Some storm victims get tax extension
Taxpayers in West Virginia, Rhode Island and Massachusetts have until May 11 to file federal returns.
The federal tax filing deadline is less than two weeks away, but some taxpayers who have other things on their minds, such as coping with recent storm damage, are getting a bit of a break from the IRS.
The tax agency has decided to give some victims of March's severe storms and flooding in West Virginia, Rhode Island and Massachusetts more time to get their taxes done.
The IRS made the decision after Obama last week declared major disasters in portions of those three states. Now taxpayers who live or have businesses in certain storm-ravage counties in West Virginia, Rhode Island and Massachusetts have until May 11 to file their federal returns.

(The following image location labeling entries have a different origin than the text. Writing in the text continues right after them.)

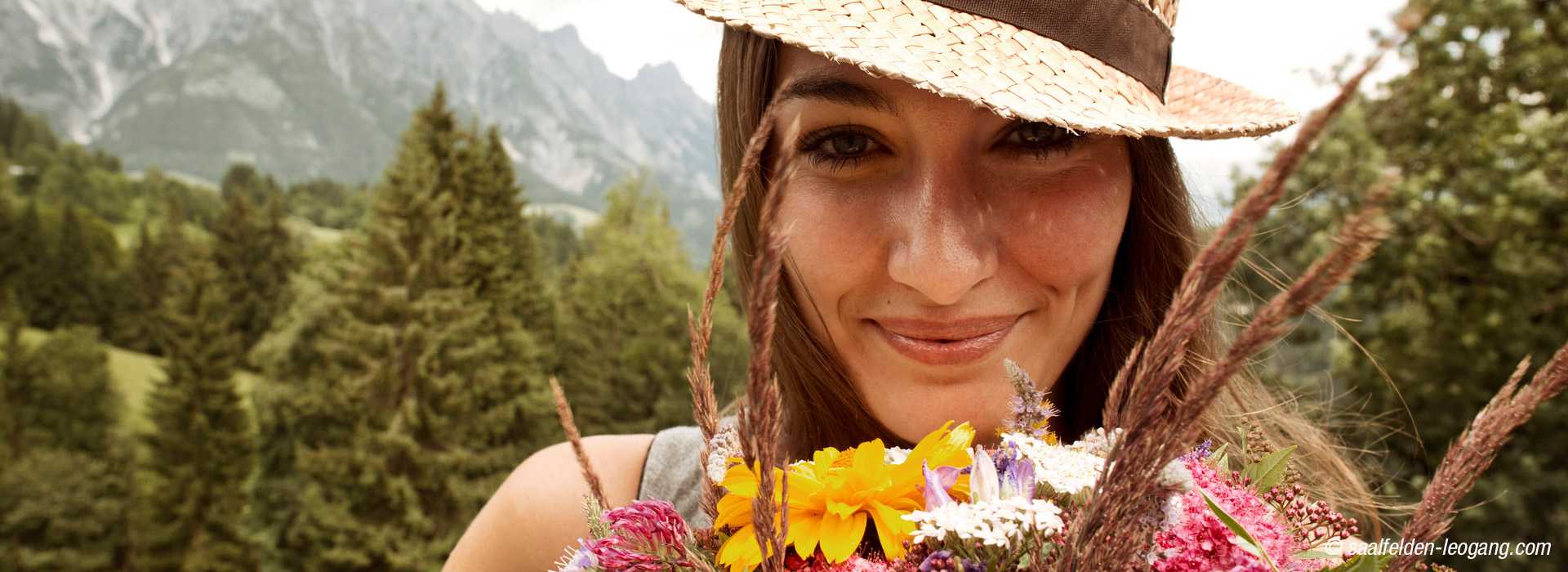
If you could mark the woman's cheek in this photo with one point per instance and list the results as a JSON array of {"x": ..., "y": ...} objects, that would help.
[
  {"x": 830, "y": 247},
  {"x": 1067, "y": 230}
]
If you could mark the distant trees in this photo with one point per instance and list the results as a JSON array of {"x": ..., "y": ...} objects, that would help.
[
  {"x": 427, "y": 391},
  {"x": 1474, "y": 275},
  {"x": 63, "y": 266},
  {"x": 255, "y": 254},
  {"x": 623, "y": 342},
  {"x": 201, "y": 447},
  {"x": 328, "y": 204},
  {"x": 66, "y": 485},
  {"x": 399, "y": 373}
]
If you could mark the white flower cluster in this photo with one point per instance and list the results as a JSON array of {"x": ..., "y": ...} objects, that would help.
[
  {"x": 896, "y": 455},
  {"x": 1067, "y": 469},
  {"x": 724, "y": 445},
  {"x": 993, "y": 524},
  {"x": 1097, "y": 440}
]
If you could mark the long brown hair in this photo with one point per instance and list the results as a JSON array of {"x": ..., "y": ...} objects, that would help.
[{"x": 822, "y": 406}]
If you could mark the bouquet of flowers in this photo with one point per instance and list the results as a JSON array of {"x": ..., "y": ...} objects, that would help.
[
  {"x": 1145, "y": 493},
  {"x": 946, "y": 505}
]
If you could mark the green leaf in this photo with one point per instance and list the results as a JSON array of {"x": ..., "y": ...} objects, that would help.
[
  {"x": 1269, "y": 471},
  {"x": 1222, "y": 459},
  {"x": 1249, "y": 543}
]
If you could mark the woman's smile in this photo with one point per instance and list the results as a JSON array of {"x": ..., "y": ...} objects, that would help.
[{"x": 952, "y": 342}]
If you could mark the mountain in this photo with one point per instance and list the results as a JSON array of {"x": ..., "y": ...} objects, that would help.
[{"x": 310, "y": 88}]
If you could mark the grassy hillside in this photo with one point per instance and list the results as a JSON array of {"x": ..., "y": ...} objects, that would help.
[{"x": 134, "y": 377}]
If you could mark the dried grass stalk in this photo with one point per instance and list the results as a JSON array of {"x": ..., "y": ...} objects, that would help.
[
  {"x": 763, "y": 422},
  {"x": 1476, "y": 449},
  {"x": 1112, "y": 530},
  {"x": 565, "y": 413},
  {"x": 705, "y": 404},
  {"x": 1355, "y": 244}
]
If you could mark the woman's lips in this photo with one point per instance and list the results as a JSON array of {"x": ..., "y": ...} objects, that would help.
[{"x": 946, "y": 342}]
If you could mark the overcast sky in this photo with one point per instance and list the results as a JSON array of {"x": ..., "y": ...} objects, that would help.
[{"x": 1275, "y": 47}]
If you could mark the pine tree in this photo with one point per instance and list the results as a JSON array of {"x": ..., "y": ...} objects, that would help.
[
  {"x": 65, "y": 488},
  {"x": 394, "y": 455},
  {"x": 501, "y": 256},
  {"x": 201, "y": 447},
  {"x": 255, "y": 254},
  {"x": 76, "y": 286},
  {"x": 154, "y": 264},
  {"x": 11, "y": 257},
  {"x": 625, "y": 345}
]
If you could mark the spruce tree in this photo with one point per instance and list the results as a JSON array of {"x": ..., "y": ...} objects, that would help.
[
  {"x": 11, "y": 256},
  {"x": 501, "y": 256},
  {"x": 201, "y": 447},
  {"x": 392, "y": 455},
  {"x": 154, "y": 264},
  {"x": 65, "y": 488},
  {"x": 255, "y": 254},
  {"x": 625, "y": 345},
  {"x": 71, "y": 270},
  {"x": 32, "y": 281}
]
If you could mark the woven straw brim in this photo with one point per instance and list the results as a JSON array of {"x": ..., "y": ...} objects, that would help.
[{"x": 1015, "y": 73}]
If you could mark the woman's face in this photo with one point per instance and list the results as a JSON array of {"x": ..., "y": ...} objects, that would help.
[{"x": 930, "y": 239}]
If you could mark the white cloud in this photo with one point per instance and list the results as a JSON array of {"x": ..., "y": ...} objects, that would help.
[
  {"x": 632, "y": 34},
  {"x": 1275, "y": 47}
]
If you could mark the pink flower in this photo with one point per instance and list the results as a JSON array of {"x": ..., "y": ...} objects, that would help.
[
  {"x": 647, "y": 534},
  {"x": 1196, "y": 541}
]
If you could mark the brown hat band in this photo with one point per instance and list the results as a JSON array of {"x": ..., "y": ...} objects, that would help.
[{"x": 1123, "y": 34}]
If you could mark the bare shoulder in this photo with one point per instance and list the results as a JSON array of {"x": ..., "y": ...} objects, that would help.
[{"x": 537, "y": 513}]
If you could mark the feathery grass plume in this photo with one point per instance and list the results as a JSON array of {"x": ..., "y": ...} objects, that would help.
[
  {"x": 565, "y": 413},
  {"x": 1112, "y": 530},
  {"x": 763, "y": 419},
  {"x": 1477, "y": 447},
  {"x": 705, "y": 404}
]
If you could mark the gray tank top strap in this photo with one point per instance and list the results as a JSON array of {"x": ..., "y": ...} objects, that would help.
[{"x": 675, "y": 472}]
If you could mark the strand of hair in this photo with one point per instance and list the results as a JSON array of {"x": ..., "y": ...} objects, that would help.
[
  {"x": 1111, "y": 532},
  {"x": 705, "y": 403}
]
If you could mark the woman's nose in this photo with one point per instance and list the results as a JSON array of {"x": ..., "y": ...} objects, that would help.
[{"x": 944, "y": 242}]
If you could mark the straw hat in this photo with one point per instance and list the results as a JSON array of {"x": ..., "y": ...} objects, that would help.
[{"x": 1099, "y": 66}]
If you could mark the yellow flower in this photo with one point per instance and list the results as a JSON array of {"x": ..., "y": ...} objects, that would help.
[{"x": 835, "y": 494}]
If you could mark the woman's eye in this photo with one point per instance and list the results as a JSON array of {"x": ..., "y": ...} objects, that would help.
[
  {"x": 1040, "y": 138},
  {"x": 850, "y": 143},
  {"x": 838, "y": 148}
]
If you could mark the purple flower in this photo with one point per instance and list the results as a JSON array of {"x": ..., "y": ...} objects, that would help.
[
  {"x": 937, "y": 483},
  {"x": 944, "y": 561},
  {"x": 1201, "y": 452},
  {"x": 1032, "y": 413},
  {"x": 1018, "y": 476}
]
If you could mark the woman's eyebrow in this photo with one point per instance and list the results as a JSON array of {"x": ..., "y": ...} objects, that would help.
[{"x": 836, "y": 90}]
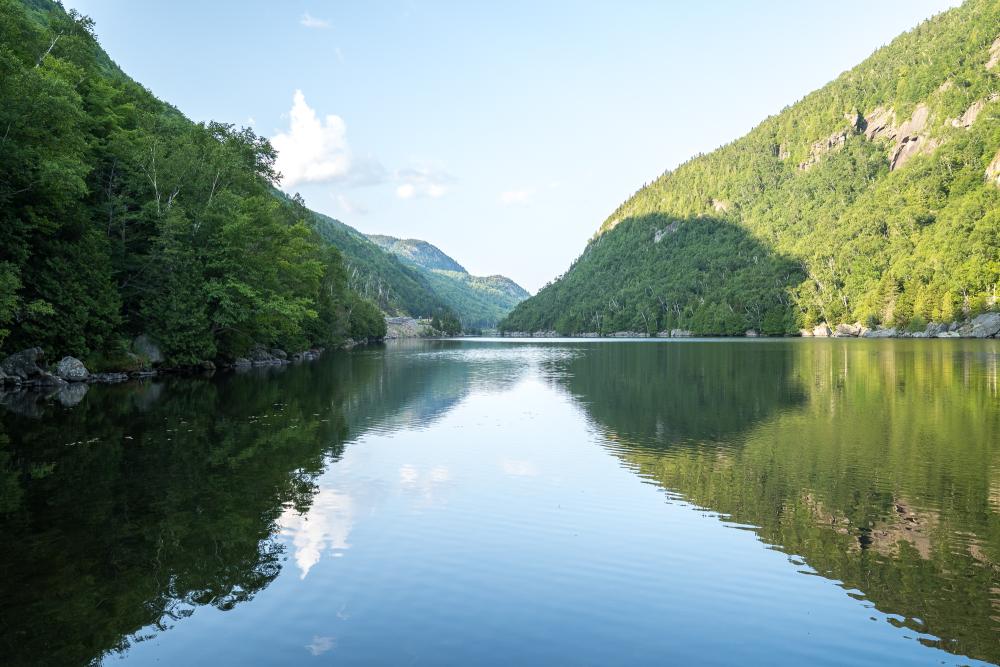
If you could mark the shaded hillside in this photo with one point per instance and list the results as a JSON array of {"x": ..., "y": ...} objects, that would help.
[
  {"x": 119, "y": 217},
  {"x": 881, "y": 187},
  {"x": 479, "y": 301}
]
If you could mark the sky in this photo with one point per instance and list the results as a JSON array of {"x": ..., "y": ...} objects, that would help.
[{"x": 502, "y": 132}]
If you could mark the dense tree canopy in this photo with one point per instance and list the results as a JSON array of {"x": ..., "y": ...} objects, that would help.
[
  {"x": 814, "y": 216},
  {"x": 119, "y": 216}
]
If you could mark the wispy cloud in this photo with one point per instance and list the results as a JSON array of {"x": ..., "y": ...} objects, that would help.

Other types of tax relief, such as contributing to individual retirement accounts, also have been granted to affected filers in those states. And the IRS will waive failure to deposit penalties for employment and excise deposits due on or after March 12 and on or before March 29, as long as businesses made the deposits by March 29.
The IRS says its computer systems will automatically identify taxpayers located in the covered disaster areas and apply automatic filing and payment relief.
If, however, you do get a penalty notice, call the telephone number on the notice to have the IRS abate any interest and any late filing or late payment penalties that would otherwise apply.
Other storms, no tax relief: And yes, the prez also last week declared major disasters for winter storm damage in Delaware and New Hampshire, but the IRS has not issued any filing or tax relief changes (yet) for those states.
FEMA maintains a special disaster declarations Web page where you can track that agency's relief efforts.
IRS rulings on special tax treatment for each state and D.C. can be found at its Around the Nation Web page.
Claiming disaster losses: ln addition to the IRS' special filing relief, remember that if you suffer casualty losses, you might be able to claim them on your tax return. In presidentially declared disasters, you also can choose to file an amended return for the previous tax year.
That refiling option might be able to get you a more tax money back or get it to you sooner so you can have the cash to start making repairs.
Usually disaster claims are made by taxpayers who itemize. This year, though, folks who claim the standard deduction can add qualifying loss claims to that deduction amount. In this case, you'll need to file Schedule L.
And regardless of whether you itemize or take the standard deduction, you'll need to fill out Form 4684.